Women Rising in Kenya: “Even the presidential seat — we can do it.”
Jahenda Sheilla is a slight, 23-year old woman whose tempered voice might at first give an impression of shyness. But Jahenda is anything but shy. She takes her time to listen, and in reality, there is no need to raise your voice if you believe in what you say. And Jahenda knows exactly what she is saying — and what she wants.
Jahenda grew up in Western Kenya. Her parents divorced when she was young and she did not see her father much. Her mother worked as a subsistence farmer and money was always short. In 2013 she moved to Kibera — Africa’s largest slum and one of the biggest in the world. Living with her aunt and doing small jobs here and there, she barely managed to cover her expenses. But she dreamed of studying to become a nurse or teacher.

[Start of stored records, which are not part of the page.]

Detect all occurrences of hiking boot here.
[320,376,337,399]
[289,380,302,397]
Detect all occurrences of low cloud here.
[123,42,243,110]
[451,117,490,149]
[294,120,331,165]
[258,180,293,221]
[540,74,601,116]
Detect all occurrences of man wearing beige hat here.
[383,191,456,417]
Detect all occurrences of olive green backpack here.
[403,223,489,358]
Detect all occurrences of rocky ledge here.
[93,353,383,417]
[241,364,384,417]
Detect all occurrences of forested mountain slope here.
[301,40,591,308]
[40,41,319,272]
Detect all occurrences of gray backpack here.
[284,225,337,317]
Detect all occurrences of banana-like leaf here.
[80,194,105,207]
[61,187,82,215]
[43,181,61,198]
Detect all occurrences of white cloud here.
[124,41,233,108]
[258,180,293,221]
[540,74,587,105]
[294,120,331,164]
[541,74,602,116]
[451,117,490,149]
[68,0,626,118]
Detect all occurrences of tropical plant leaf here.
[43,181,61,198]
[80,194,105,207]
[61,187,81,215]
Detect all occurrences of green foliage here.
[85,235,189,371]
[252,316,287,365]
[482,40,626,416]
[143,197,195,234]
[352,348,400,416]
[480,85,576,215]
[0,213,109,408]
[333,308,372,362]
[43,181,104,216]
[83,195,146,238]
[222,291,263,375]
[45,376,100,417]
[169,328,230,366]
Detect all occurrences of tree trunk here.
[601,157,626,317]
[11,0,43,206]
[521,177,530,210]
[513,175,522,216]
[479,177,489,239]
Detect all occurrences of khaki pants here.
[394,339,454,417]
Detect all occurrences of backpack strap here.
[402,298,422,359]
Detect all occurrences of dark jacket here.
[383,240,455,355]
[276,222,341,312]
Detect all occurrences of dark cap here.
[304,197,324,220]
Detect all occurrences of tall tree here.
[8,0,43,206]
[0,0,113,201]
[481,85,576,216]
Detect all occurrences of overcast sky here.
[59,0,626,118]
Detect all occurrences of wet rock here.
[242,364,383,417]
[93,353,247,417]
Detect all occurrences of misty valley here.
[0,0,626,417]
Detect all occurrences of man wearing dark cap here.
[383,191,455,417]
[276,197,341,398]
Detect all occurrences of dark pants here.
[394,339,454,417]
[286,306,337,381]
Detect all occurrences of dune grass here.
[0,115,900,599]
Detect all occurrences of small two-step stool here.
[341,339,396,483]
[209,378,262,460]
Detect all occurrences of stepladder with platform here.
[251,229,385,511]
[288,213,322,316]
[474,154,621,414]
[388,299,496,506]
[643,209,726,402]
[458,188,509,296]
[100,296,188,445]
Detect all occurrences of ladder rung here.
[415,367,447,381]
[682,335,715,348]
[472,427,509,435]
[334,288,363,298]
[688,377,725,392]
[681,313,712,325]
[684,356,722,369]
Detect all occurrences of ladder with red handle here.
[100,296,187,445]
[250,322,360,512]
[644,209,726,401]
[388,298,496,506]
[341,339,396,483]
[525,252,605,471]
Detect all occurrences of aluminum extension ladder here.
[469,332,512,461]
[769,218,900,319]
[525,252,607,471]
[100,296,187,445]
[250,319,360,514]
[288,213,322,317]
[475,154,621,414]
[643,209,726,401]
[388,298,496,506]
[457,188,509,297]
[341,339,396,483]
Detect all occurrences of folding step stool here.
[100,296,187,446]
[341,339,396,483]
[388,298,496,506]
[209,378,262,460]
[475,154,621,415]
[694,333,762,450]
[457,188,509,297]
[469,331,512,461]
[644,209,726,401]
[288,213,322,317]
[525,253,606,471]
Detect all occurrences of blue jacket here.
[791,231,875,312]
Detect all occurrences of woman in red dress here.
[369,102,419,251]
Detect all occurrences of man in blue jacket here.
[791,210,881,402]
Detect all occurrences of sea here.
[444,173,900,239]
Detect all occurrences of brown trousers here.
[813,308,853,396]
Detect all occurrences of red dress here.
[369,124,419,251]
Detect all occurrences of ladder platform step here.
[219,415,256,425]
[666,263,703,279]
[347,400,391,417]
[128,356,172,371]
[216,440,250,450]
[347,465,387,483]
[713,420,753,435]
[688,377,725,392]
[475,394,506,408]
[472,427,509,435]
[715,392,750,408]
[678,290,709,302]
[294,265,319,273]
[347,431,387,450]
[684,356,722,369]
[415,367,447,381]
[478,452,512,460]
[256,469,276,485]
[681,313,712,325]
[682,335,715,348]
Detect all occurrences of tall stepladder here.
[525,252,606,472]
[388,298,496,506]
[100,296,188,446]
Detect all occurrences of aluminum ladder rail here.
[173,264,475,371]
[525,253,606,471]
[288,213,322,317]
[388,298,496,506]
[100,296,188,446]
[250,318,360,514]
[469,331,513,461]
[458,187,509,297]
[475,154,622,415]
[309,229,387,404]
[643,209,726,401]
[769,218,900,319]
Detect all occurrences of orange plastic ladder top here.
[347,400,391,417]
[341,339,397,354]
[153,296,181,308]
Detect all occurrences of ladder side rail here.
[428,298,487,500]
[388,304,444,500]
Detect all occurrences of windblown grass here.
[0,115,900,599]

From a friend, Jahenda heard about Digital Divide Data (DDD), a social enterprise that has been part of one of Miller Center’s Global Social Benefit Institute (GSBI®) programs. DDD helps youth like Jahenda access education, while providing employment during their studies. DDD hires talented young people from low-income areas to perform Business Processing Outsourcing (BPO) work (for example, data entry, image processing and research), in order to train, employ, and educate them for better jobs and greater future opportunities.
As part of DDD’s work-study program, Jahenda was, for the first time in her life, making enough money to support herself as well as her mother and brother when necessary. This was very important to her, because she wanted to learn how to live independently.
DDD’s team originally participated in the GSBI in 2004 and then again in 2015. Through these programs, DDD’s leadership worked with veteran Silicon Valley executives to refine its business plan and prepare to scale its impact globally. With the lessons learned in the GSBI program, DDD has expanded operations to Cambodia, Laos, and Kenya, and has increased lifetime earnings for youth in these countries by a projected total of more than $300 million USD.
Furthermore, DDD recognizes the importance of Miller Center’s Women Rising initiative and has made a commitment to employ 50% women in an industry where women are underrepresented.
Almost 1,000 DDD associates, like Jahenda, perform BPO services for such brands as Fossil, AOL, Intuit, and international organizations like the World Bank and UNICEF. DDD also works with academic institutions such as Harvard, Stanford, and Yale as well as the British Library and Reader’s Digest.
Back in DDD’s Nairobi office, Jahenda said: “Our work as women is often viewed as looking after our children or looking after our husbands.” She paused and shook her head. “But if women stand up and say ‘yes, we can,’ then we can do anything. What a man can do, I can do even better,” she added, determined. “Even the presidential seat — we can do it.”
Through DDD, Jahenda is pursuing her dream of obtaining her Bachelor degree in Education Science, Chemistry and Biology. After she graduates in 2018, she wants to earn a Master’s degree. Her plan is to teach at school and university — and maybe, who knows! — go after that presidential seat.